Trying to Stay Positive When Living with Myasthenia Gravis

Last updated: November 2022

One of the hardest things to do when living with any chronic health condition is trying to stay positive. I was diagnosed with seronegative myasthenia gravis (MG) about 2 years ago at the age of 59, but I have had symptoms that started at the age of 10.

Over the years, my symptoms slowly progressed, each new flare bringing up more symptoms. Now I know that's not always the standard way MG presents, but we all are different. From my understanding, the juvenile form of MG can act differently than adult-onset, with more flares and remissions.

Where do you get your energy from?

Pretty much all my life I have wondered how anyone had enough energy to go and do things. As a child and young adult, just about everybody I knew seemed like their days, evenings, and sometimes nights were jam packed with plans. Besides their regular classes for school, they were off to this sporting event or that concert. It didn't matter whether they were participating or just spectators.

I on the other hand, had given up any extracurricular school activities by the tenth grade. because it was just way too hard to keep up. I did have a part-time after school and weekend job. On the weekends if I wasn't at work, I sat at home and usually practiced making frosting flowers. Sometimes I joined my parents in the living room watching TV while my brothers were out with their friends.

This was normal for me. No one ever questioned why I was so "antisocial." Believe me, it wasn't because I didn't want to go out. I now know it was from the fatigue of myasthenia gravis.

Young adulthood and MG

As a young adult, I tried to work. But again, that's just about all I did. I was way too tired to do anything else. And as far as dating, well that was 1 night a week, maybe. Very seldom did I stay out past midnight. After getting married and becoming a mom, I still only had so much energy. As for my housekeeping ... well, my house was lived in! Somehow it always did get cleaned from top to bottom at least twice a year.

But somewhere along the way, without even knowing what was going on, I became okay with not being very social. I just wanted to know what was wrong with me that I couldn't keep up and have some sort of a social life.

Being true to myself

I still wonder what it is like to have a life that's more than just existing. But here's the thing I found that helps the most: Even though I still wonder, I do not to base my life after somebody else's life because everyone's life is totally different.
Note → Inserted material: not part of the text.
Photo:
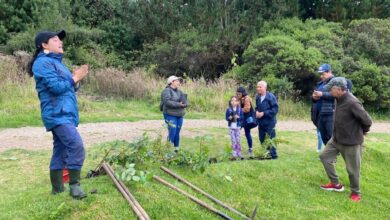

I acknowledge that I have gotten to experience a simple life that in today's world most people never get. I am learning to congratulate myself on my small accomplishments and not to worry if anybody else sees them or not.

Also, I have gotten comfortable saying "no" to people. No excuses, no reasons, just a simple "no," thereby setting down healthy boundaries that have helped me reserve my energy. Especially with the diagnosis of myasthenia gravis.

I have found that the people who really do care about me truly understand that I physically cannot keep up with the demands every day. So, I try to stay positive by being true to myself!